Keynotes et bibliographie - SAFIR 2020

En raison des conditions sanitaires, c’est en virtuel que s’est déroulé le congrès de la SAFIR 2020. Comme tous les ans, une revue très intéressante des données de la littérature et des expériences chirurgicales de chacun.

Calcul d’implant : méthodes et formules de choix
Concernant le calcul d’implant, l’objectif en 2020, c’est l’emmétropie pour tous ! Actuellement plus de 90% des patients présentent une réfraction postopératoire de cataracte à plus ou moins 1 D de l’emmétropie. La qualité des mesures est primordiale pour tout calcul d’implant : chez les porteurs de lentilles souples, il faut toujours avoir un œil critique sur les mesures et être prudent en fonction de la qualité du film lacrymal.
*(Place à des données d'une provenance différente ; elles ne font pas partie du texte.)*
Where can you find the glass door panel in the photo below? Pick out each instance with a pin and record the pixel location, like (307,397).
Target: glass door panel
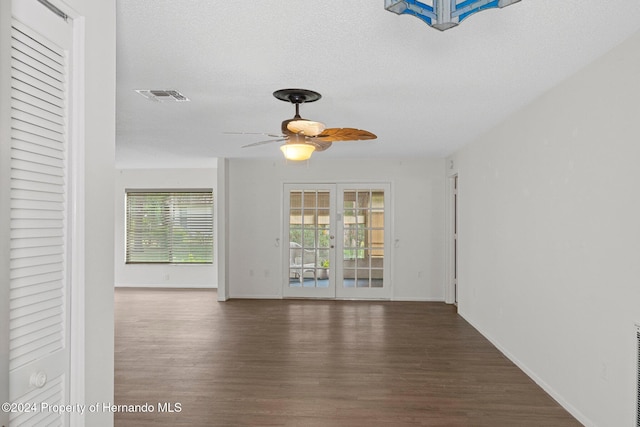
(364,270)
(309,252)
(353,265)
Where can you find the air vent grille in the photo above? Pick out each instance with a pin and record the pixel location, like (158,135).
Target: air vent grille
(163,95)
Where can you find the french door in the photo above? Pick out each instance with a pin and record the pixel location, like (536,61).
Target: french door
(337,241)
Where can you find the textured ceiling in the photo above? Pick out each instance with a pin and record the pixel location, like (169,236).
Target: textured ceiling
(422,91)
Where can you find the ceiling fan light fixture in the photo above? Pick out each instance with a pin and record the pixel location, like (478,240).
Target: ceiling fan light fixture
(306,127)
(297,152)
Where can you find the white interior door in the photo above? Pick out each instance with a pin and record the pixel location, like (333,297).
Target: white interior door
(337,241)
(40,213)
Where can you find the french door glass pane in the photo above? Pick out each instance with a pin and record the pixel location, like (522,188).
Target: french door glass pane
(309,238)
(363,238)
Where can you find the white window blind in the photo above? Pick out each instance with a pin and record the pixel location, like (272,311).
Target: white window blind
(169,227)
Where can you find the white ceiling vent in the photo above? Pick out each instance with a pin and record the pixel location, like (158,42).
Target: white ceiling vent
(163,95)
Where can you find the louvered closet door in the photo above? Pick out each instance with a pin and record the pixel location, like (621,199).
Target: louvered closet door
(39,248)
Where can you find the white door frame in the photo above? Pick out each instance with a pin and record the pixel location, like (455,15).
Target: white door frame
(75,188)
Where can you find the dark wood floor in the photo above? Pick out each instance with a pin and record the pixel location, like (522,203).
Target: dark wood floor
(313,363)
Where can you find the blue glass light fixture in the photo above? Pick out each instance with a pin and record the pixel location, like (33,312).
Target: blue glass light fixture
(443,14)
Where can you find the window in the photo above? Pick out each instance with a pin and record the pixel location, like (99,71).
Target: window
(169,227)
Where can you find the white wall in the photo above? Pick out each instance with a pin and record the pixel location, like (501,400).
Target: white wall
(164,275)
(255,218)
(549,235)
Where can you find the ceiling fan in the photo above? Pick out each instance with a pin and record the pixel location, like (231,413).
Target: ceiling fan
(302,137)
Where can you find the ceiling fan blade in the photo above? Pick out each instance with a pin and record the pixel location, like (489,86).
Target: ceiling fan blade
(306,127)
(344,134)
(268,141)
(255,133)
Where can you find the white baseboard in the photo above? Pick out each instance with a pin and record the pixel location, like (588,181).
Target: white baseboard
(531,374)
(163,285)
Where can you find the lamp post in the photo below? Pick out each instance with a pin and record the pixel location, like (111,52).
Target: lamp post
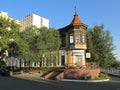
(20,62)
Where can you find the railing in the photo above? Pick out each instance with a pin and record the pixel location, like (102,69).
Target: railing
(89,65)
(112,71)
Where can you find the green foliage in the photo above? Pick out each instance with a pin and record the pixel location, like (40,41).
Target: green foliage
(103,76)
(100,45)
(2,63)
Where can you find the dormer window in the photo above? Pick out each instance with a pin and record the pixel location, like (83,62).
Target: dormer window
(80,37)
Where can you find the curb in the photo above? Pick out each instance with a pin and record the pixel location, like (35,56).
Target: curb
(85,80)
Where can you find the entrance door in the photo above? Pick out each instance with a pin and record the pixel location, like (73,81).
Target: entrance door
(62,60)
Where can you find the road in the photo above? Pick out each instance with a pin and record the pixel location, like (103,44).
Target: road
(12,83)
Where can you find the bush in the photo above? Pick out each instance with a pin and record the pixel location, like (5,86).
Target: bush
(103,76)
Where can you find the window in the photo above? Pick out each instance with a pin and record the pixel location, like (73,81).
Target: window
(80,37)
(71,38)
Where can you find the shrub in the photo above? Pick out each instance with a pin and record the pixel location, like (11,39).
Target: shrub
(89,78)
(103,76)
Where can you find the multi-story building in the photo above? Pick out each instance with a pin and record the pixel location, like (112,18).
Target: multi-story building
(34,20)
(5,15)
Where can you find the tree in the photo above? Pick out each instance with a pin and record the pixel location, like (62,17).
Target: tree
(41,43)
(8,33)
(100,45)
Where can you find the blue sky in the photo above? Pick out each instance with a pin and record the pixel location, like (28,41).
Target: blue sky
(60,13)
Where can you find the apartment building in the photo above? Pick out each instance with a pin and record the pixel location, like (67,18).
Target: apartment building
(5,15)
(34,20)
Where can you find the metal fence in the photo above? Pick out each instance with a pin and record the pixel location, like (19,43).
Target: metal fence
(112,71)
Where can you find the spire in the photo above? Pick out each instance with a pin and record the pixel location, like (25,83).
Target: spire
(75,10)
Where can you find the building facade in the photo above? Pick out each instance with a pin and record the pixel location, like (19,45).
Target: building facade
(73,48)
(5,15)
(34,20)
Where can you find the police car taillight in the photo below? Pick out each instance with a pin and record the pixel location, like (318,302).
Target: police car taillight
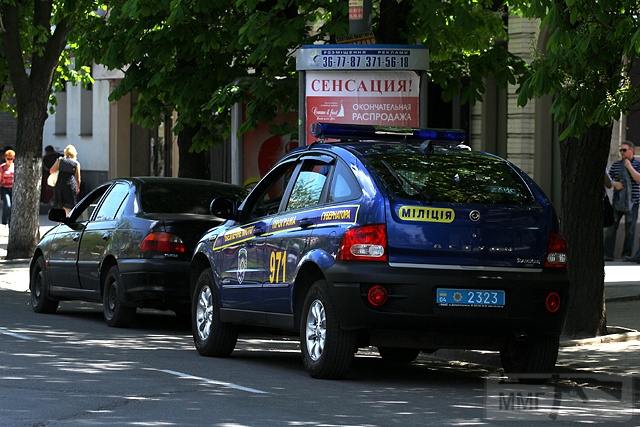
(166,243)
(556,252)
(365,243)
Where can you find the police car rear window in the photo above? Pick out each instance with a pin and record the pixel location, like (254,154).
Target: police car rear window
(446,176)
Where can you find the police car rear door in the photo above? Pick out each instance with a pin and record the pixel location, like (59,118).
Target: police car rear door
(459,208)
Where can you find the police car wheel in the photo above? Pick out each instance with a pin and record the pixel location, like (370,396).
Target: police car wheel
(40,300)
(210,336)
(327,350)
(398,355)
(116,312)
(531,355)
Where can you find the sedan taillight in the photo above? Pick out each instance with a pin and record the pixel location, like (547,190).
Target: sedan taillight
(166,243)
(365,243)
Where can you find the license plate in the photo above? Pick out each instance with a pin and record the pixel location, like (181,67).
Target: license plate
(447,297)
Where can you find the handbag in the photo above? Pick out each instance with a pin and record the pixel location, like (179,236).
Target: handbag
(608,219)
(52,179)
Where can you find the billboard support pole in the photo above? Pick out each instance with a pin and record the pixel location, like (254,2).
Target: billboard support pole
(302,110)
(236,144)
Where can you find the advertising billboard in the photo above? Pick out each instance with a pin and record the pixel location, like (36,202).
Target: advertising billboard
(389,98)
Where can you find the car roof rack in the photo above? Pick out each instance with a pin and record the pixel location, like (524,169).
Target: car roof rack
(352,132)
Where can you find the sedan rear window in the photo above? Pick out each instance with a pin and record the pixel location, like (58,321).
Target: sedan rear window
(446,176)
(181,197)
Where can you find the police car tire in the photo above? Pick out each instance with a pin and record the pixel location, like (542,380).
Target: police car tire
(223,336)
(338,353)
(398,355)
(533,355)
(39,287)
(121,314)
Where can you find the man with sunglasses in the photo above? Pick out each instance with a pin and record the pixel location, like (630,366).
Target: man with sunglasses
(629,166)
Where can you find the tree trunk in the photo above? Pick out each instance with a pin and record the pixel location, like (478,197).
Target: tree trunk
(583,164)
(24,231)
(190,164)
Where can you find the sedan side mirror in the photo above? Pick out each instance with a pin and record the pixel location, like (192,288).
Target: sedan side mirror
(224,208)
(58,215)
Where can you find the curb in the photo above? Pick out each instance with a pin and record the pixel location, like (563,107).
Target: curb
(623,299)
(628,335)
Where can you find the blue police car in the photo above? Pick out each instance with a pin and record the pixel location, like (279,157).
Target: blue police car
(402,239)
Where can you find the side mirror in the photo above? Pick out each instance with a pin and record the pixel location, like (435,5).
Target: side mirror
(58,215)
(224,208)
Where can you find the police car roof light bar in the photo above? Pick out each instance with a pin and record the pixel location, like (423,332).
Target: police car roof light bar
(346,131)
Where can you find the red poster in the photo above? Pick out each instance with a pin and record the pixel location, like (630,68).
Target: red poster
(388,98)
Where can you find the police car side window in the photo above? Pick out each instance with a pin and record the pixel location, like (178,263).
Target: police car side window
(267,202)
(344,185)
(307,190)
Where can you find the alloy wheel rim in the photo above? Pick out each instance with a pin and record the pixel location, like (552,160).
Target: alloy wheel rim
(204,313)
(316,330)
(37,289)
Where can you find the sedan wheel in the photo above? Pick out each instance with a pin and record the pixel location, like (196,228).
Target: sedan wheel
(116,311)
(41,302)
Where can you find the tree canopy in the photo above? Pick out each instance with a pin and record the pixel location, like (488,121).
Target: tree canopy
(37,40)
(584,63)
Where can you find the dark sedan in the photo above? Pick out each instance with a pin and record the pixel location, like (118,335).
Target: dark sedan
(127,244)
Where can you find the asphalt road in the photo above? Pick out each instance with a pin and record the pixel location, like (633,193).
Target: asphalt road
(72,369)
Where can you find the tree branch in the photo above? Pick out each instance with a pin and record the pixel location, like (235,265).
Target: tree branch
(45,65)
(13,51)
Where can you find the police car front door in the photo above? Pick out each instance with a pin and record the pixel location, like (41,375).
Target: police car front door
(242,253)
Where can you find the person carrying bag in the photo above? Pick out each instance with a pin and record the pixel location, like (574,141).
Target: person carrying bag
(625,176)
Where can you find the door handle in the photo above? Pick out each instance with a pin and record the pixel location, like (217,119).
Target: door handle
(305,223)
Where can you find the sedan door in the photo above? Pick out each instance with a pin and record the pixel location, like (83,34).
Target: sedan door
(63,255)
(98,234)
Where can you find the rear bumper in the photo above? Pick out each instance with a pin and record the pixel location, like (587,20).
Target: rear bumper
(158,283)
(412,317)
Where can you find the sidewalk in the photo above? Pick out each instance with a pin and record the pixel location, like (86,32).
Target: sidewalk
(617,353)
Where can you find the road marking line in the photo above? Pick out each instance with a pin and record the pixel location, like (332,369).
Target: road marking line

Le gold standard pour la mesure de la longueur axiale reste la biométrie optique (mode ­Spectral Domain ou Swept-Source pour les cataractes plus denses, à l’aide notamment du IOL master 700), et il existe de ­nouvelles applications avec la mesure de la densité cristallinienne (mesure corrélée à l’Ocular Scattering Index). Réaliser le calcul d’implant en mode multiformule, avec une petite préférence de l’orateur pour le Barrett universal II, surtout pour les hypermétropes forts, ou encore les kératométries plates. Pour les patients ayant été opérés par chirurgie réfractive, utiliser le calculateur en ligne de l’American Society of Cataract & Refractive Surgery. Sans l’histoire réfractive du patient, la Barrett True-K reste la formule la plus précise. Penser à prendre en compte également la DEE (distance endothélium – équateur cristallinien) pour l’estimation de la position effective de l’implant.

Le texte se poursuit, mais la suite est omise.